Pani Henia ma prawdziwe powody do radości. Skromnie żyjąca emerytka za sprawą zrządzenia losu spotkała się z prawdziwą życzliwością Polaków. Podczas wywiadu udzielonego dziennikarzowi portalu Goniec.pl emerytowana nauczycielka opowiedziała o trudnej sytuacji, w jakiej się znalazła. Kobieta wypowiadała się bardzo rzeczowo i mimo wszystko biła od niej pozytywna energia. Nie uskarżała się na swój los. Jedynie relacjonowała. Doda dowiedziawszy się o całej sprawie postanowiła zorganizować zbiórkę pieniędzy. Z wizytą do pani Heni pospieszył Łukasz Litewka - poseł Lewicy z Sosnowca.

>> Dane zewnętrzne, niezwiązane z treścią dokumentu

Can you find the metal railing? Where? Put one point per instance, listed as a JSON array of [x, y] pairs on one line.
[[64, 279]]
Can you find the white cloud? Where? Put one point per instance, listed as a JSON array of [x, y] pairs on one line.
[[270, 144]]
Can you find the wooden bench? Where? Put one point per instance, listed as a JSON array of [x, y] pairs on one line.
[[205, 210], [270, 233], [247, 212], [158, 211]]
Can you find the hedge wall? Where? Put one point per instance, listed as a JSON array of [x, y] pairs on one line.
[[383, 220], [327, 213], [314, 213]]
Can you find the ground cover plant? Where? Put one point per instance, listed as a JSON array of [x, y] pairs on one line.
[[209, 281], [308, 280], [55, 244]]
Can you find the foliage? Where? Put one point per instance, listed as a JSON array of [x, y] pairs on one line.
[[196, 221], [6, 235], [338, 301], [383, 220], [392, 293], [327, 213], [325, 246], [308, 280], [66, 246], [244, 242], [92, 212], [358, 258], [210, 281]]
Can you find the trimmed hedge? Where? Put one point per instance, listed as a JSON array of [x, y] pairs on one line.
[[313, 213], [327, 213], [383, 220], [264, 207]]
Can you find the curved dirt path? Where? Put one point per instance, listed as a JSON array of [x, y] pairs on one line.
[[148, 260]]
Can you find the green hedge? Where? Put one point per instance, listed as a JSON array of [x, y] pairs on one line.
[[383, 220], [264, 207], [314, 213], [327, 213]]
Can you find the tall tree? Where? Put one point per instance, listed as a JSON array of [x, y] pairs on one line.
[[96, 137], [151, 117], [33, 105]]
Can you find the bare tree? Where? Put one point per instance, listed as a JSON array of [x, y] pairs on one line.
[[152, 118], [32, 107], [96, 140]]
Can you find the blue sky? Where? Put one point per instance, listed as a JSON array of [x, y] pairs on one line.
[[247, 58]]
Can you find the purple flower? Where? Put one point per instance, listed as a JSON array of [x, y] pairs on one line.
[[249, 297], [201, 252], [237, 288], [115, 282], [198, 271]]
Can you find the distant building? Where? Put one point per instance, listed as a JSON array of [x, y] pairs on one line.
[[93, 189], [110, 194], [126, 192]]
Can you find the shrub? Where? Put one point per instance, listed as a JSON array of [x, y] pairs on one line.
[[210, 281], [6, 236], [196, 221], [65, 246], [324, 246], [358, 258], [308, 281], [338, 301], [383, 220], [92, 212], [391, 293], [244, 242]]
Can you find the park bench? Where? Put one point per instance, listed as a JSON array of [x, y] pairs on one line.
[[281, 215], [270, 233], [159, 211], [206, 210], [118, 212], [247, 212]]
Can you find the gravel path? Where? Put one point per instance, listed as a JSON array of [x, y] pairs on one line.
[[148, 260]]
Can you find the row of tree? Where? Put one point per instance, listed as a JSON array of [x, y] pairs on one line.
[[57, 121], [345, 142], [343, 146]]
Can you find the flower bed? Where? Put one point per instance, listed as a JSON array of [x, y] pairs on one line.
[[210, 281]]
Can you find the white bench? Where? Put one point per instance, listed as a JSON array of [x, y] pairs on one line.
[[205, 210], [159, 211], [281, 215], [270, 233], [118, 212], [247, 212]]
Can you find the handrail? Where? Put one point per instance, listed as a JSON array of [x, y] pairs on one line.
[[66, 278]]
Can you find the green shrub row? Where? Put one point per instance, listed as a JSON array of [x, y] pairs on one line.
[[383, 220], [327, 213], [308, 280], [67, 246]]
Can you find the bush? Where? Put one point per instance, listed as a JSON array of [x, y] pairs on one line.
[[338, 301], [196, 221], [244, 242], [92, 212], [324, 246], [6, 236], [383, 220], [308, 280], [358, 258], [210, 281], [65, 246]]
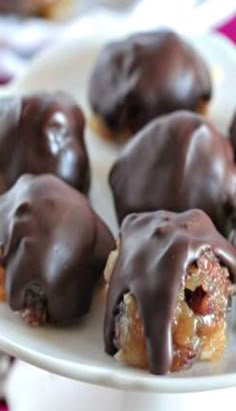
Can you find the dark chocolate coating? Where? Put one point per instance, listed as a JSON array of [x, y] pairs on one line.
[[53, 242], [155, 251], [43, 133], [144, 76], [177, 162]]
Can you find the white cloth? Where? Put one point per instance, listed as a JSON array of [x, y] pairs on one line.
[[31, 389]]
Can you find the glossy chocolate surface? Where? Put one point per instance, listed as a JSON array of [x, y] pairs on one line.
[[155, 251], [42, 133], [144, 76], [52, 243], [176, 163]]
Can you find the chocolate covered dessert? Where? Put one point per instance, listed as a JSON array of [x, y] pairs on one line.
[[169, 283], [53, 250], [146, 75], [43, 133], [177, 162]]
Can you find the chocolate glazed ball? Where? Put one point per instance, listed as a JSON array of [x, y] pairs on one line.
[[43, 133], [144, 76], [168, 292], [177, 162], [54, 249]]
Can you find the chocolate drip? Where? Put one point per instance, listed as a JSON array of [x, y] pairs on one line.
[[176, 163], [144, 76], [54, 247], [155, 251], [42, 133], [232, 134]]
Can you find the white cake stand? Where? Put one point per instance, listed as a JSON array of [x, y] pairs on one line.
[[78, 352]]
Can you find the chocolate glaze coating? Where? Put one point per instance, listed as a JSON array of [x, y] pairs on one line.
[[155, 251], [144, 76], [54, 244], [42, 133], [177, 162]]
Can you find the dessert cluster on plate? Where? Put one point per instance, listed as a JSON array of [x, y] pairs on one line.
[[171, 272]]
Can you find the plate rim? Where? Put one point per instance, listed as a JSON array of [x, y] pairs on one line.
[[96, 374]]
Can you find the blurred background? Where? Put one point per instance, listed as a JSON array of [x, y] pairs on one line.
[[27, 28]]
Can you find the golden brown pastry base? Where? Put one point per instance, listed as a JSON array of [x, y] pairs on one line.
[[199, 323], [54, 9], [98, 126]]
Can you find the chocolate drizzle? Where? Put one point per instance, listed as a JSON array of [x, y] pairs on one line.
[[155, 251], [144, 76], [176, 163], [54, 247], [42, 133]]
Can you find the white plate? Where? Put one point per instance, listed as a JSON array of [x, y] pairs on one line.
[[78, 352]]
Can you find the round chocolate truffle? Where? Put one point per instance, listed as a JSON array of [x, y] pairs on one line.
[[53, 249], [170, 280], [43, 133], [144, 76], [177, 162]]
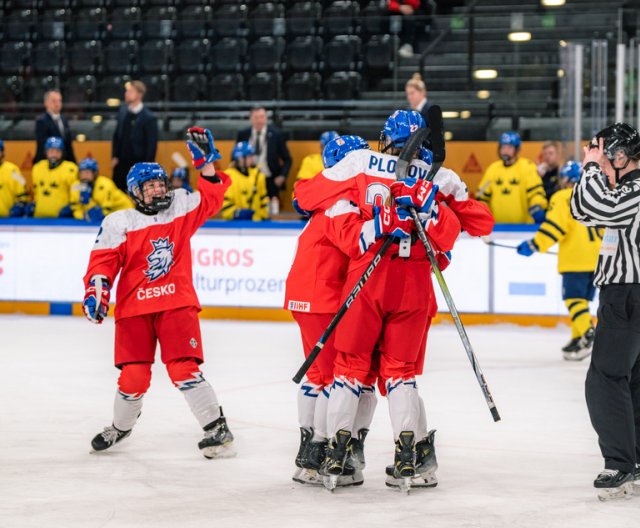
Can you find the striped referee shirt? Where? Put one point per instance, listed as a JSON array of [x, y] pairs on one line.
[[594, 204]]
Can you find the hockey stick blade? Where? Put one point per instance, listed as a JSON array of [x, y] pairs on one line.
[[406, 155]]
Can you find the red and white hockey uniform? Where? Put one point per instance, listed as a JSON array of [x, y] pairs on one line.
[[152, 253]]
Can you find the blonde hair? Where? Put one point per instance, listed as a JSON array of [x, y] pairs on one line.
[[417, 83]]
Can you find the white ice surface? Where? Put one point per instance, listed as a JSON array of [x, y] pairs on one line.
[[533, 469]]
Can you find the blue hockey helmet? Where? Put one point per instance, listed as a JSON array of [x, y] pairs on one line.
[[88, 164], [398, 128], [339, 147], [138, 175], [510, 138], [571, 171], [180, 173], [242, 150], [327, 136], [54, 142]]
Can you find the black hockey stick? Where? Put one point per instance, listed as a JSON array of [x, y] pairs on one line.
[[439, 155], [497, 244], [406, 155]]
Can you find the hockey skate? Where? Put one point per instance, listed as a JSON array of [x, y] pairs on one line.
[[107, 438], [426, 466], [614, 484], [218, 439], [404, 467], [334, 462], [580, 347]]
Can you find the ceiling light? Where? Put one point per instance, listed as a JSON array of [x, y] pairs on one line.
[[485, 74]]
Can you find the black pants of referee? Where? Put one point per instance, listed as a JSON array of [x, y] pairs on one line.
[[613, 380]]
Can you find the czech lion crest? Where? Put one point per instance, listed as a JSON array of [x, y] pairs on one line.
[[160, 259]]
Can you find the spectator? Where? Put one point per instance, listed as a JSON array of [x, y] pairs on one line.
[[13, 188], [312, 163], [273, 158], [549, 168], [52, 181], [53, 124], [136, 136], [416, 92], [246, 198], [511, 187], [180, 179], [407, 9], [95, 196]]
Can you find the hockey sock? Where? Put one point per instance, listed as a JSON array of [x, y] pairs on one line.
[[202, 400], [307, 399], [404, 405], [343, 404], [580, 316], [320, 415], [366, 407], [134, 381]]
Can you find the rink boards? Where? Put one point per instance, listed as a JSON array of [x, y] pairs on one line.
[[244, 265]]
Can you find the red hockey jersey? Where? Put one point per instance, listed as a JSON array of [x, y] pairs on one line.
[[152, 253]]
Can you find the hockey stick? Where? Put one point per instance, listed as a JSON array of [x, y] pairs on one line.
[[438, 158], [406, 155], [490, 242]]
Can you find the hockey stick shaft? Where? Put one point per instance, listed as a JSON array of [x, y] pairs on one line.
[[497, 244], [456, 317]]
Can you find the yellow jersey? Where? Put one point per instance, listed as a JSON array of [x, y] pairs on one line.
[[578, 245], [52, 187], [246, 192], [511, 191], [105, 195], [13, 187]]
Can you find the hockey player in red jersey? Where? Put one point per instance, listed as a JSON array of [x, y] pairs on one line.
[[149, 248], [313, 291], [396, 306]]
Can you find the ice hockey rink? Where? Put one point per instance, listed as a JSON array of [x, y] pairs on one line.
[[533, 469]]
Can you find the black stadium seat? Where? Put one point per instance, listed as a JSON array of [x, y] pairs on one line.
[[342, 85], [303, 86], [303, 53], [156, 56], [264, 86], [265, 54], [85, 56], [226, 87], [47, 57], [13, 56], [192, 55]]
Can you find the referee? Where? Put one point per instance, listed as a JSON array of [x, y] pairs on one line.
[[608, 196]]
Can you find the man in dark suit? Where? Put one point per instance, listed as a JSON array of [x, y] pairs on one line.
[[136, 136], [272, 154], [53, 124]]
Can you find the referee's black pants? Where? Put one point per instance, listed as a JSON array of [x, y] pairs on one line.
[[613, 381]]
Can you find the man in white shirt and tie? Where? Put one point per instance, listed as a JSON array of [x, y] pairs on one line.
[[52, 123]]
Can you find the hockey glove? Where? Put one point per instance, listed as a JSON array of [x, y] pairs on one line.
[[527, 248], [537, 213], [65, 212], [17, 210], [414, 193], [96, 299], [392, 221], [243, 214], [95, 215], [201, 147], [85, 193]]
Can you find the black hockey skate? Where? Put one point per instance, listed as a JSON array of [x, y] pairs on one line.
[[614, 484], [218, 439], [334, 462], [580, 347], [109, 437], [403, 471]]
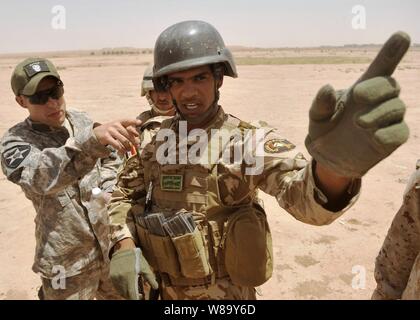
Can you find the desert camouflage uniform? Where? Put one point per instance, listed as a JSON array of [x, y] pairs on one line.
[[397, 268], [57, 170], [151, 124], [287, 178]]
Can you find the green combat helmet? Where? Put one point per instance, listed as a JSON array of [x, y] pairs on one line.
[[147, 83], [146, 87], [192, 44]]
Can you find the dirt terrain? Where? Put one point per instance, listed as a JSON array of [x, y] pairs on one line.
[[310, 262]]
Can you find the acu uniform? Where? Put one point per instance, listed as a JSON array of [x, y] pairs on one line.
[[57, 170]]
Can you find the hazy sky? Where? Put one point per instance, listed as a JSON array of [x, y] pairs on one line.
[[25, 25]]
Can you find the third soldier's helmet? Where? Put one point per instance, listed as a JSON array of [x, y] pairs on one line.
[[190, 44], [147, 83]]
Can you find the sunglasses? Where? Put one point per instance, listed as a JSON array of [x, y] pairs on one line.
[[42, 97]]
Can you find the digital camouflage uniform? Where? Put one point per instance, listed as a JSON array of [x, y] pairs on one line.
[[209, 189], [397, 268], [57, 170]]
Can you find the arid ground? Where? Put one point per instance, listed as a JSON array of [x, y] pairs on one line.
[[329, 262]]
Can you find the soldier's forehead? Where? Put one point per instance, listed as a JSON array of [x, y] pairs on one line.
[[190, 72]]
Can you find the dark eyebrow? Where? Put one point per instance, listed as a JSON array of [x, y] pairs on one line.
[[194, 76]]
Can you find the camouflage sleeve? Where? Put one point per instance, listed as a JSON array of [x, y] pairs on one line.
[[401, 246], [289, 177], [109, 170], [128, 196], [50, 170]]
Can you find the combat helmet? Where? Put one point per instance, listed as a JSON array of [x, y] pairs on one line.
[[187, 45]]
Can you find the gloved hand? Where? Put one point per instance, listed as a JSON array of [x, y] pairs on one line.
[[125, 267], [351, 131]]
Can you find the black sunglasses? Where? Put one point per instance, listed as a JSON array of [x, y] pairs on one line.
[[41, 97]]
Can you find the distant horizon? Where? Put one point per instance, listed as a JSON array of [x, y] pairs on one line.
[[75, 25], [232, 47]]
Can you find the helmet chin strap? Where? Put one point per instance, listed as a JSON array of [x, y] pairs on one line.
[[155, 108]]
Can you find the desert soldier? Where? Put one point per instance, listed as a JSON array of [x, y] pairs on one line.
[[57, 156], [160, 101], [161, 108], [196, 221], [397, 268]]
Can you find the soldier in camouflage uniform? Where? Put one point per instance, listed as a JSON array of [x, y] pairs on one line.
[[161, 108], [159, 101], [57, 157], [197, 223], [397, 268]]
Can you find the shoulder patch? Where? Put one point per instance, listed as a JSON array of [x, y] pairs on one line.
[[278, 145], [14, 156]]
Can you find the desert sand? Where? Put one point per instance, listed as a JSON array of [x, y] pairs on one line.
[[310, 262]]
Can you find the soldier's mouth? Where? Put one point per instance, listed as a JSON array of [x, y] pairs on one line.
[[56, 114], [190, 106]]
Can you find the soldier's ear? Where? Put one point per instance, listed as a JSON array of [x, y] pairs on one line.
[[21, 101]]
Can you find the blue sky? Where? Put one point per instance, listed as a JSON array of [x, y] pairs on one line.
[[25, 26]]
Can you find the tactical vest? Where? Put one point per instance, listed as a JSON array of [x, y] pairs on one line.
[[231, 240]]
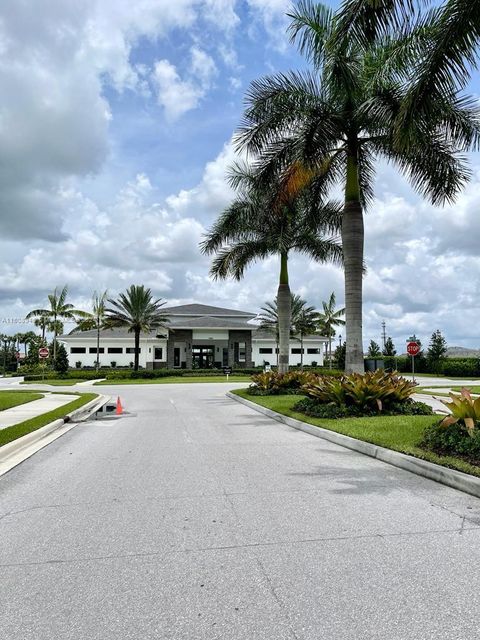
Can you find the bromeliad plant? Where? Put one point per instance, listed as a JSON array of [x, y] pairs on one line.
[[465, 409], [373, 391]]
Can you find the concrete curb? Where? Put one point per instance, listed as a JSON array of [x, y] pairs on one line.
[[22, 448], [450, 477]]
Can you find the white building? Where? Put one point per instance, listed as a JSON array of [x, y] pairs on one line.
[[198, 336]]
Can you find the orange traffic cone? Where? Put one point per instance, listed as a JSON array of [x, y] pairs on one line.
[[119, 410]]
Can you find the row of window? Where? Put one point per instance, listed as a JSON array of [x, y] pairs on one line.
[[102, 350], [294, 350]]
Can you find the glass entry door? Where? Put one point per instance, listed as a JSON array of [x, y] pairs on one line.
[[203, 356]]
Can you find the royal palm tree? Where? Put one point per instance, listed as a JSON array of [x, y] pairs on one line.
[[274, 217], [340, 119], [439, 52], [95, 320], [51, 319], [328, 320], [269, 318], [138, 311], [305, 324], [43, 323]]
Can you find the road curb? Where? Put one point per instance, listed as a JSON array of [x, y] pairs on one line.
[[450, 477], [15, 452]]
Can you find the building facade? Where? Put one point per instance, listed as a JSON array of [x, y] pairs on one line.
[[197, 337]]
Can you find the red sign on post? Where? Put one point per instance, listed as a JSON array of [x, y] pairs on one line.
[[413, 348]]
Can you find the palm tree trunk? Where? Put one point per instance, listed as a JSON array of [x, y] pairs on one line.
[[97, 366], [352, 241], [137, 347], [284, 311], [55, 338]]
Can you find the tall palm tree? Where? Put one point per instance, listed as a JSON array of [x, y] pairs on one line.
[[43, 323], [272, 217], [95, 320], [329, 319], [305, 324], [52, 318], [340, 119], [269, 317], [440, 51], [138, 311]]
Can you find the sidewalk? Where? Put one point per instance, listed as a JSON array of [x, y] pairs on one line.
[[33, 409]]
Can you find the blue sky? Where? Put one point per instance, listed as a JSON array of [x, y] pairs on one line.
[[115, 129]]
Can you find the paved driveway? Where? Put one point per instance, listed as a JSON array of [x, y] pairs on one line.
[[198, 519]]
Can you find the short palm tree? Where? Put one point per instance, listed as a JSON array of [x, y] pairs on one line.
[[329, 319], [95, 320], [51, 319], [272, 217], [341, 119], [138, 311]]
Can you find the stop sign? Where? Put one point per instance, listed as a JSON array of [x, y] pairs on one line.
[[413, 348]]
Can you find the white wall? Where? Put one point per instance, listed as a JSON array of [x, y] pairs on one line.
[[294, 358], [122, 359]]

Pani Henia spotkała się z ogromną życzliwością Polaków. Wszystko zaczęło się od Burgera Drwala. To z całą pewnością jedna z najpopularniejszych kanapek sieci McDonald's. Podczas rozmowy o tym właśnie popularnym fast foodzie emerytowana nauczycielka zdobyła się na szczerość. Okazuje się, że kosztująca średnio 25 zł kanapka to zbyt wiele dla pani Heni.
Łukasz Litewka to z całą pewnością jeden z tych polityków, którzy chcą udzielać się społecznie. Sosnowiczanin bierze udział w różnego rodzaju akcjach charytatywnych. Nic więc dziwnego, że przyłączył się do pomocy emerytowanej nauczycielce. O wszystkim dowiedzieliśmy się z facebookowego konta Litewki. Zamieścił on na swoim koncie obszerną relację. Na pomoc może liczyć nie tylko 83-latka, ale również jej syn.
Przekazaliśmy pieniądze z zrzutki dla pani Heni, w przyszłym tygodniu telefonicznie ustalimy także temat diety cateringowej dla syna, który jest poważnie chory. Jednak zrobiliśmy coś jeszcze, coś co podczas przekazania wywołało u nas wszystkich ogromne emocje. Pani Henia jest emerytowaną nauczycielką, przekazaliśmy jej plakat, który przygotowały dzieci z sosnowieckiej szkoły. Dla pani Heni: "Mądry jest nie ten, kto martwi się z powodu niedostatku, lecz ten, który się cieszy z tego co ma" - widnieje na środku, a podpisali się uczniowie - poinformował za pomocą swojego facebookowego konta Łukasz Litewka.